Given that the dynamic type g is known exactly as gadget , the compiler can devirtualize the bar call after inserting foo , regardless of whether final used in the class gadget declaration or the gadget::bar declaration. I will analyze this similar program that does not use iostreams, since data assembly is easier to read:
class widget { public: void foo() { bar(); } private: virtual void bar() = 0; }; class gadget : public widget { void bar() override { ++counter; } public: int counter = 0; }; int test1() { gadget g; g.foo(); return g.counter; } int test2() { gadget g; g.foo(); g.foo(); return g.counter; } int test3() { gadget g; g.foo(); g.foo(); g.foo(); return g.counter; } int test4() { gadget g; g.foo(); g.foo(); g.foo(); g.foo(); return g.counter; } int testloop(int n) { gadget g; while(--n >= 0) g.foo(); return g.counter; }
We can determine the success of devirtualization by looking at the output assembly: (GCC) , (clank) . Both optimize test to the equivalent of return 1; - the call is virtualized and embedded, and the object is eliminated. Clang does the same for test2 via test4 - return 2; / 3/4, respectively - but GCC seems to be gradually losing type information, the more it should perform optimization . Despite the successful optimization of test1 to return a constant, test2 becomes approximately:
int test2() { gadget g; g.counter = 1; g.gadget::bar(); return g.counter; }
The first call was devirtualized and its effect was nested ( g.counter = 1 ), but the second was only devirtualized. Adding an additional call to test3 results in:
int test3() { gadget g; g.counter = 1; g.gadget::bar(); g.bar(); return g.counter; }
Again, the first call is fully nested, the second is only virtualized, but the third call is not optimized at all.
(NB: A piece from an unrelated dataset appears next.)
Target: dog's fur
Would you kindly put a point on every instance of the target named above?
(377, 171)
This is a simple loading of Jane from a virtual table and calling an indirect function. The result will be the same for an additional call in test4 :
int test4() { gadget g; g.counter = 1; g.gadget::bar(); g.bar(); g.bar(); return g.counter; }
It is noteworthy that no compiler does not virtualize the call in a simple testloop loop, which they both compile into the equivalent:
int testloop(int n) { gadget g; while(--n >= 0) g.bar(); return g.counter; }
even reloads the vtable pointer from the object at each iteration.
Adding a final token to both the class gadget declaration and the gadget::bar definition does not affect the assembly output generated by the GCC compiler (clang) .
What affects the generated assembly is the removal of the NVI. This program:
class widget { public: virtual void bar() = 0; }; class gadget : public widget { public: void bar() override { ++counter; } int counter = 0; }; int test1() { gadget g; g.bar(); return g.counter; } int test2() { gadget g; g.bar(); g.bar(); return g.counter; } int test3() { gadget g; g.bar(); g.bar(); g.bar(); return g.counter; } int test4() { gadget g; g.bar(); g.bar(); g.bar(); g.bar(); return g.counter; } int testloop(int n) { gadget g; while(--n >= 0) g.bar(); return g.counter; }
fully optimized by both compilers ( GCC ) ( clang ) to the equivalent:
int test1() { return 1; } int test2() { return 2; } int test3() { return 3; } int test4() { return 4; } int testloop(int n) { return n >= 0 ? n : 0; }
In conclusion, although compilers can devirtualize bar calls, they may not always do so in the presence of NVI. The use of optimization in modern compilers is imperfect.